He only needs to fulfill a mission in his life: to reunite with his family. "In this situation, I do not know if it will happen," he says, with a bit of melancholy. "I'm waiting, but how long? I will have to wait a hundred years, at least. A lifetime. How sad, it's very sad." To this day he continues to dream, sometimes, with his mother. Her name was Hang Su-ok.

- Do you want to go back to North Korea?
- When it's free, I'll go back. When there are no communists, then yes, I will go at once. Not before. If I go, they kill me! Totally, no, won’t go.

- Do you think your brothers are alive?
- I think so. Some of them probably have died, but they are three.

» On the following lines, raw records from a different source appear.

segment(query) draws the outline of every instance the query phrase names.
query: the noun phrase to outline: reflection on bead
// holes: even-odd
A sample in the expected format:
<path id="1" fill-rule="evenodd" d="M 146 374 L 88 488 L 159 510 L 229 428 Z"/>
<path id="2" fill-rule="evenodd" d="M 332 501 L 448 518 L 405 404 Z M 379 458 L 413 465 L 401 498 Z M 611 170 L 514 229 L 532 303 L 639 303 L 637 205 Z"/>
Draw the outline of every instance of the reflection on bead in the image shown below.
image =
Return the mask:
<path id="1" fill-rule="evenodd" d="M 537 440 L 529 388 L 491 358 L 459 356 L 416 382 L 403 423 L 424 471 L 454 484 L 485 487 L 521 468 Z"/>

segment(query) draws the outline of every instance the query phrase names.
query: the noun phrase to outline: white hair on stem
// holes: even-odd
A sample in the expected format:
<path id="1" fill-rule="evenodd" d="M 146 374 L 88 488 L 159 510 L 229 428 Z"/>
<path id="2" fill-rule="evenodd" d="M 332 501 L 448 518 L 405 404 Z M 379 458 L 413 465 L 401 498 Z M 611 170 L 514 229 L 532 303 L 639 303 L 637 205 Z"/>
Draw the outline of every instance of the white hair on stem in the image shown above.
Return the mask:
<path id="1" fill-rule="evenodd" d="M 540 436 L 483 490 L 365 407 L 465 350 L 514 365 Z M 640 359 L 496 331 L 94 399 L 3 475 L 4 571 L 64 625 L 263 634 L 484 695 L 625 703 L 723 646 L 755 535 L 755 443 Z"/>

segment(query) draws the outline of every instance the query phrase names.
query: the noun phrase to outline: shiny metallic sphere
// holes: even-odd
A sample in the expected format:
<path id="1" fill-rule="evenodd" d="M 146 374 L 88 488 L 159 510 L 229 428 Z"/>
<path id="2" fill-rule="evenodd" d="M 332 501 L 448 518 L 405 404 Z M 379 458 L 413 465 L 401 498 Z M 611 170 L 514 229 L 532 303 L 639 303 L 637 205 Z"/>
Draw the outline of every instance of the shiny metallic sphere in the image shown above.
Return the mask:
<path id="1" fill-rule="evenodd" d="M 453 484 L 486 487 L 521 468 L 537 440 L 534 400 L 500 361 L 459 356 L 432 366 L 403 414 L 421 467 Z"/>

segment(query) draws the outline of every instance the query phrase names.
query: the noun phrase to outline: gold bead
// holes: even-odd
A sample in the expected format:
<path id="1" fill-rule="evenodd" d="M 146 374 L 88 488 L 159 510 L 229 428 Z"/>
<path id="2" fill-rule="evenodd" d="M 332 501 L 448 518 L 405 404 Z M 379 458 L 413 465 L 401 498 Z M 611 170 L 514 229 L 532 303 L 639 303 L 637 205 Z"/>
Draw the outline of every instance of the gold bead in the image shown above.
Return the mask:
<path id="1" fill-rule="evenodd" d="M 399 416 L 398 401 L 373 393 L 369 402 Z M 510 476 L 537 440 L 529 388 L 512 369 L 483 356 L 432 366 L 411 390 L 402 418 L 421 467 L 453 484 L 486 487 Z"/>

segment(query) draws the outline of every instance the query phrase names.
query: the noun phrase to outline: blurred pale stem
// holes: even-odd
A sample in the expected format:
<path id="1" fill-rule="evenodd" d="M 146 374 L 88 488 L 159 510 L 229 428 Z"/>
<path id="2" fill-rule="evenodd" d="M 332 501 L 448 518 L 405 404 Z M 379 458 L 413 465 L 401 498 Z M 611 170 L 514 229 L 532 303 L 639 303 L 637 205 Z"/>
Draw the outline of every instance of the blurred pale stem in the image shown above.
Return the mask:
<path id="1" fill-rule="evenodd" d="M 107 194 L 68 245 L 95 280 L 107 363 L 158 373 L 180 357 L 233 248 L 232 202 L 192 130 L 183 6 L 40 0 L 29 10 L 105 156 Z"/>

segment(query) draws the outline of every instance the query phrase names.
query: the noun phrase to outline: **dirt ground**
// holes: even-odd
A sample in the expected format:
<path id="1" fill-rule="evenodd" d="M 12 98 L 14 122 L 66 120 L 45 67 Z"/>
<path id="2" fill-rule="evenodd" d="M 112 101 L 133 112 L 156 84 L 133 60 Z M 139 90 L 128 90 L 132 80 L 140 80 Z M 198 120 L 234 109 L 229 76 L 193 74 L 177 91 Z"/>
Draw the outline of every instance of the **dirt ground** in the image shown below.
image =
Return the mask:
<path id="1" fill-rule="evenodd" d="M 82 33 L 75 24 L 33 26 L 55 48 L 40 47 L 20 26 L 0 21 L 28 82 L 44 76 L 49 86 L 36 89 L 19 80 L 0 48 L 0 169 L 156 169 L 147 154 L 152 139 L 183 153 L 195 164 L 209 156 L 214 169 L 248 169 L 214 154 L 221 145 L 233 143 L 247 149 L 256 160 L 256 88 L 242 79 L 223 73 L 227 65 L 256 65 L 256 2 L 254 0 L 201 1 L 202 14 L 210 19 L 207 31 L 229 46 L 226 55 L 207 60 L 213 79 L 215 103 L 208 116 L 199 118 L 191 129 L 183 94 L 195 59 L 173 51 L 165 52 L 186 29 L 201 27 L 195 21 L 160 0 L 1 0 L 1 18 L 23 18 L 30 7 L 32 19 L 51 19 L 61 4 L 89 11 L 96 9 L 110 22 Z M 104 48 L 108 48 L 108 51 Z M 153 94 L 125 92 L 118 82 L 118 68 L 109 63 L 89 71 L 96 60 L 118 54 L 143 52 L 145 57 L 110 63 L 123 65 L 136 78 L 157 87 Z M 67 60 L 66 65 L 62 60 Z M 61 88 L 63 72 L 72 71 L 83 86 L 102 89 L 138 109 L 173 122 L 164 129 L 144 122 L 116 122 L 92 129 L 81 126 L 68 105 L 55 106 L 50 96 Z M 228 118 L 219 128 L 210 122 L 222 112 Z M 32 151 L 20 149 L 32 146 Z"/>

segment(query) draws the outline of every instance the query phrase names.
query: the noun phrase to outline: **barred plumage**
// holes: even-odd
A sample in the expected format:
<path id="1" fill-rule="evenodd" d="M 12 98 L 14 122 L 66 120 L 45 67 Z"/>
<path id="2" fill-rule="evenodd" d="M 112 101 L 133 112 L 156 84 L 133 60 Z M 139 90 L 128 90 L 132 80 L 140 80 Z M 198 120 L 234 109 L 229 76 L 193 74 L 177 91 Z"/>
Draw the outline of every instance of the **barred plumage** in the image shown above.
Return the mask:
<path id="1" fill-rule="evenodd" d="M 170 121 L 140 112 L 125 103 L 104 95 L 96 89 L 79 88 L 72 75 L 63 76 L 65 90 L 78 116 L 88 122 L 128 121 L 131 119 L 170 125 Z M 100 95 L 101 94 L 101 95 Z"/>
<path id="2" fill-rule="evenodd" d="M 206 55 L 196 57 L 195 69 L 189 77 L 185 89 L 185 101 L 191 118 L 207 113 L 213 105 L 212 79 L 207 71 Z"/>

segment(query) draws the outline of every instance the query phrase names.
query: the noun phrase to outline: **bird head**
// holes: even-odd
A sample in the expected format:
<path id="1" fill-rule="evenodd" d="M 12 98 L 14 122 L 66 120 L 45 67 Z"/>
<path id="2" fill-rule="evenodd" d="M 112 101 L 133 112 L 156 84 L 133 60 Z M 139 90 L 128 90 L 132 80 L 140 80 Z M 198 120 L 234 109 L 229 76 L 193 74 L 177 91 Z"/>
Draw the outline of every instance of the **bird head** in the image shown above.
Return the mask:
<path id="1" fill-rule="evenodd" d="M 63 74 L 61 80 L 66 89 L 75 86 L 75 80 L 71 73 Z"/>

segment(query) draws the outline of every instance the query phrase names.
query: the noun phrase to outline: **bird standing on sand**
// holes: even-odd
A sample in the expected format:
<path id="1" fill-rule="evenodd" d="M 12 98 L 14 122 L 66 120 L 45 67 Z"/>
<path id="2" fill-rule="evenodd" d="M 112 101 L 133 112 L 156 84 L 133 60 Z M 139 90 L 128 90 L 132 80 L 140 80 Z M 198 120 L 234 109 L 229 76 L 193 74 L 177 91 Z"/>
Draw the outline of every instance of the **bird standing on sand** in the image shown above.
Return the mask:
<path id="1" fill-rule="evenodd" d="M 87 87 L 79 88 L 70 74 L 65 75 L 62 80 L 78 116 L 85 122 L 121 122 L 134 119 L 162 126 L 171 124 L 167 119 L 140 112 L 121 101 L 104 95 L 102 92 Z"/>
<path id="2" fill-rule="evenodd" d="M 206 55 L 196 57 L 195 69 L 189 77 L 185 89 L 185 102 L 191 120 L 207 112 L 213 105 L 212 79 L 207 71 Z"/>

- Do you think your brothers believe that you died in the war?
- Of course, of course! I sent them letters several times. They never answered. The communist government does not allow letters to arrive. For them, I do not exist anymore. But I was here all these years.

Kim Kwan Ok, en Buenos Aires, en julio de 2018. Foto: JS

Epilogue

The Korean War is a problem in the present time: divided families, like Mr. Kim's, have been distributed throughout the world. And while they can not recover contact, the crime of their partition is still alive.

Telling the full story of the twelve Korean prisoners who arrived in Argentina in 1956 and 1957 will allow us to better understand how the conflict of Kim Jong-un, which may seem strange or distant, is much closer to us than we believe.

Help us find the other 11 Korean immigrants, those men who changed their destiny as prisoners and who in Argentina became pioneers of a strong and struggling Korean community.

If you know something about them or their descendants, please write to [email protected]

We want to know more.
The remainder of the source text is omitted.